“THE flowers have no scent, and the birds have no song,”
We read in the lesson before us,
While carols enchanted came floating along,
And lifted our hearts in the chorus.
“The landscape is sombre, and dreary, and gray,
No colour its mantle adorning”;
O’er carpets spread far in a golden array
We tramped it to school in the morning.
“The flowers have no scent,” but the wattle we brought
From hill-sides and glens where we found it
Was filling the room with its glory, we thought,
And wafting its sweetness around it.
And fragrant the greeting the eucalypts threw
From branches of amber and sorrel;
While hard by the door a pittosporum grew—
We called it “The Japanese Laurel.”
“The birds have no song,” so they told us at school;
But sweet in our souls was the ringing
Of notes soft and clear from the edge of the pool,
Where dainty gay thrushes were singing.
The magpie, the spink,1 and the pretty blue wren,
The butcher-bird up in his eyrie,
The trills!
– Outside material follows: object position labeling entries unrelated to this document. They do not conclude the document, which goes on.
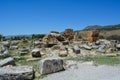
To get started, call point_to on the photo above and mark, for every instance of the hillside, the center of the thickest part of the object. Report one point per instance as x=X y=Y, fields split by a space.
x=109 y=31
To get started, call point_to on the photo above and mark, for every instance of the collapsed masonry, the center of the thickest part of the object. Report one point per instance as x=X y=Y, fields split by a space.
x=69 y=35
x=56 y=37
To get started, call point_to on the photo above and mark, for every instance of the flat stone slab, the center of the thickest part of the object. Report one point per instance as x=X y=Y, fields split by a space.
x=17 y=73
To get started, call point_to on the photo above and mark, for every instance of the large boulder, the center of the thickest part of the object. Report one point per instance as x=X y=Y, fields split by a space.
x=7 y=61
x=76 y=49
x=63 y=53
x=50 y=65
x=13 y=47
x=2 y=48
x=5 y=54
x=17 y=73
x=14 y=42
x=36 y=52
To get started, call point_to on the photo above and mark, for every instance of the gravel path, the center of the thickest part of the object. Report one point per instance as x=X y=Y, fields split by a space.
x=86 y=71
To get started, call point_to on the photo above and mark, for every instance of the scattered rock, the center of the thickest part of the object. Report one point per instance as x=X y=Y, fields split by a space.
x=71 y=65
x=17 y=73
x=5 y=54
x=76 y=49
x=14 y=42
x=97 y=42
x=50 y=65
x=7 y=61
x=36 y=53
x=24 y=51
x=13 y=47
x=118 y=46
x=63 y=53
x=101 y=50
x=2 y=48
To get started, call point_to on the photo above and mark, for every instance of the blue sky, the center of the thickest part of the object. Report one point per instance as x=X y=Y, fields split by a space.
x=41 y=16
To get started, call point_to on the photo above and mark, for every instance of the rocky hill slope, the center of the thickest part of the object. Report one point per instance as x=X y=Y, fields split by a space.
x=108 y=32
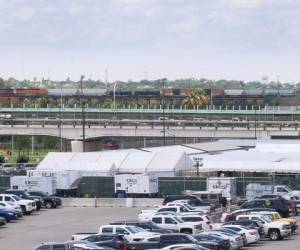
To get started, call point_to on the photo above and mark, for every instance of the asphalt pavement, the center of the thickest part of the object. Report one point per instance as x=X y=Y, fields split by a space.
x=57 y=225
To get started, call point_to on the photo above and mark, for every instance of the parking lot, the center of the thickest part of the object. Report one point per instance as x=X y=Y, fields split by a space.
x=59 y=224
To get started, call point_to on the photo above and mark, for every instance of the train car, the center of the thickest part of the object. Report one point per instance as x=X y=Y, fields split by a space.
x=6 y=92
x=30 y=92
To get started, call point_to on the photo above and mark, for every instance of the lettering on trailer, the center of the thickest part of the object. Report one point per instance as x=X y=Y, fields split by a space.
x=153 y=180
x=31 y=183
x=132 y=181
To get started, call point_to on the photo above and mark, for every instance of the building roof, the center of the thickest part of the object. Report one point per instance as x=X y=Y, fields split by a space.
x=268 y=156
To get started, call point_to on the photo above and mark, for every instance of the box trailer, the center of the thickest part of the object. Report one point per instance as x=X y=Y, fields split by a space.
x=45 y=184
x=136 y=184
x=226 y=185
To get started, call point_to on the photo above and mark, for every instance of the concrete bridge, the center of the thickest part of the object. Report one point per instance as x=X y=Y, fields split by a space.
x=144 y=130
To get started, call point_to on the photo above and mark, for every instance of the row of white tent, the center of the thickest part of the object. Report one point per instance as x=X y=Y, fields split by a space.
x=164 y=161
x=266 y=156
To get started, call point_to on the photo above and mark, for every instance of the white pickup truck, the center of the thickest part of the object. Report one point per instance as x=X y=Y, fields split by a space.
x=27 y=206
x=275 y=230
x=131 y=233
x=171 y=221
x=147 y=214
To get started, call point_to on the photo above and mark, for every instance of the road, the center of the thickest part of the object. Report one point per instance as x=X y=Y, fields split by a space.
x=59 y=224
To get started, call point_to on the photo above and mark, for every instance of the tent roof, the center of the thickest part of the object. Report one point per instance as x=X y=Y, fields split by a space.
x=212 y=146
x=266 y=157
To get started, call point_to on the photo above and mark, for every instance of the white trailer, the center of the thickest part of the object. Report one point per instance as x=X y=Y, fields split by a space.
x=136 y=184
x=45 y=184
x=226 y=185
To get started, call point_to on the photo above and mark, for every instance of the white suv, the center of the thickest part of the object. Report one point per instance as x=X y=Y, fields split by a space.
x=27 y=206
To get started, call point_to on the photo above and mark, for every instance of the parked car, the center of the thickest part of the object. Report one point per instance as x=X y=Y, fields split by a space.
x=275 y=230
x=232 y=215
x=203 y=219
x=25 y=195
x=171 y=221
x=184 y=247
x=15 y=208
x=286 y=208
x=251 y=224
x=47 y=200
x=194 y=200
x=27 y=206
x=275 y=216
x=236 y=241
x=147 y=225
x=222 y=244
x=131 y=233
x=162 y=241
x=81 y=245
x=2 y=221
x=251 y=235
x=8 y=215
x=114 y=241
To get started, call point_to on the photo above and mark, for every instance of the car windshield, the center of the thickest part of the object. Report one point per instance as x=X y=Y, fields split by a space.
x=17 y=198
x=189 y=206
x=288 y=189
x=267 y=218
x=178 y=219
x=277 y=216
x=153 y=225
x=191 y=238
x=43 y=194
x=134 y=229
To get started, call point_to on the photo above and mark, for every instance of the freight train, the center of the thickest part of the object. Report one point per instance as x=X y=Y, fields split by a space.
x=20 y=94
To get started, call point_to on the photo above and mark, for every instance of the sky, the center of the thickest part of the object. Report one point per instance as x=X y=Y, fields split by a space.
x=138 y=39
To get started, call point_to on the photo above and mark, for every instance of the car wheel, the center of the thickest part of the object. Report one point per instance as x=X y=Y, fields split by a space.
x=274 y=235
x=48 y=204
x=23 y=209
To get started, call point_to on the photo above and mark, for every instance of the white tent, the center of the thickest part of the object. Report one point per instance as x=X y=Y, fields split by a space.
x=266 y=157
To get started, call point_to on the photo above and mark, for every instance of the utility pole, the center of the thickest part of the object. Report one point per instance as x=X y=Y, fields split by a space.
x=82 y=113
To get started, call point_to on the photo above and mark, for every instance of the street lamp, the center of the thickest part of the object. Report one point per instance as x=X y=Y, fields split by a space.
x=82 y=113
x=198 y=164
x=60 y=117
x=163 y=107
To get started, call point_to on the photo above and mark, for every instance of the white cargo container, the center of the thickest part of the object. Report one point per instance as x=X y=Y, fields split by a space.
x=136 y=183
x=45 y=184
x=226 y=185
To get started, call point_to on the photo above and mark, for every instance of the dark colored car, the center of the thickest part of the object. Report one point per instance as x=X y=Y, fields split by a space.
x=8 y=215
x=251 y=224
x=49 y=201
x=222 y=244
x=25 y=195
x=194 y=200
x=285 y=208
x=147 y=225
x=114 y=241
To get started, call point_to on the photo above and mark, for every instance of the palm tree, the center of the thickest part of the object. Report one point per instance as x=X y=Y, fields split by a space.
x=196 y=99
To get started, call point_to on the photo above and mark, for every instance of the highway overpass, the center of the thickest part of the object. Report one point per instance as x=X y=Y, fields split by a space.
x=145 y=128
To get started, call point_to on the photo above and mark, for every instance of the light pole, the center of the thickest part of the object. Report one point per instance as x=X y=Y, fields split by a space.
x=60 y=117
x=82 y=113
x=114 y=101
x=163 y=107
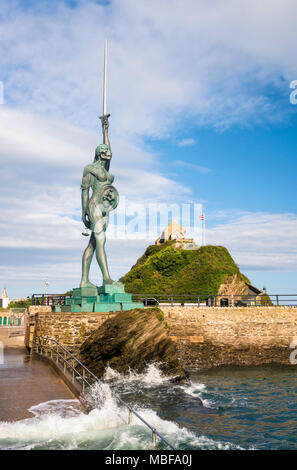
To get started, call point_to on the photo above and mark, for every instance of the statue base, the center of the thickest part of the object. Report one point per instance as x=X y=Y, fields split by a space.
x=107 y=298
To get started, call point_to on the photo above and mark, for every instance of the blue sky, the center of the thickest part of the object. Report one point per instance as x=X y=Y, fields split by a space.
x=200 y=109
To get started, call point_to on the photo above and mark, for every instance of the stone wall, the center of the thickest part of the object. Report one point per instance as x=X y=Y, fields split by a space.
x=213 y=336
x=70 y=329
x=205 y=336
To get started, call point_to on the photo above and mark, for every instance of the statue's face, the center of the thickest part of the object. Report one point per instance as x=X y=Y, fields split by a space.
x=103 y=152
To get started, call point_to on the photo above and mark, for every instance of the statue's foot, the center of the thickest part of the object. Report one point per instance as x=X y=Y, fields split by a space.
x=110 y=281
x=87 y=284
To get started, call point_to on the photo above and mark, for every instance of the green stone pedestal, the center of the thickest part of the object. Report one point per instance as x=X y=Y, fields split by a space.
x=108 y=298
Oh, I wish I could hear you again,
My dear little Chocolate Wiree!
To the ears of a stranger our birds may lack song,
Our flowers have no scent for the alien;
But we, who have rambled the gullies along
Bedecked in soft colours Australian,
We laugh them to scorn as we read the old phrase—
We’ve laughed, since, at many another—
And bless in our hearts in a chorus of praise
The face of our happy young mother.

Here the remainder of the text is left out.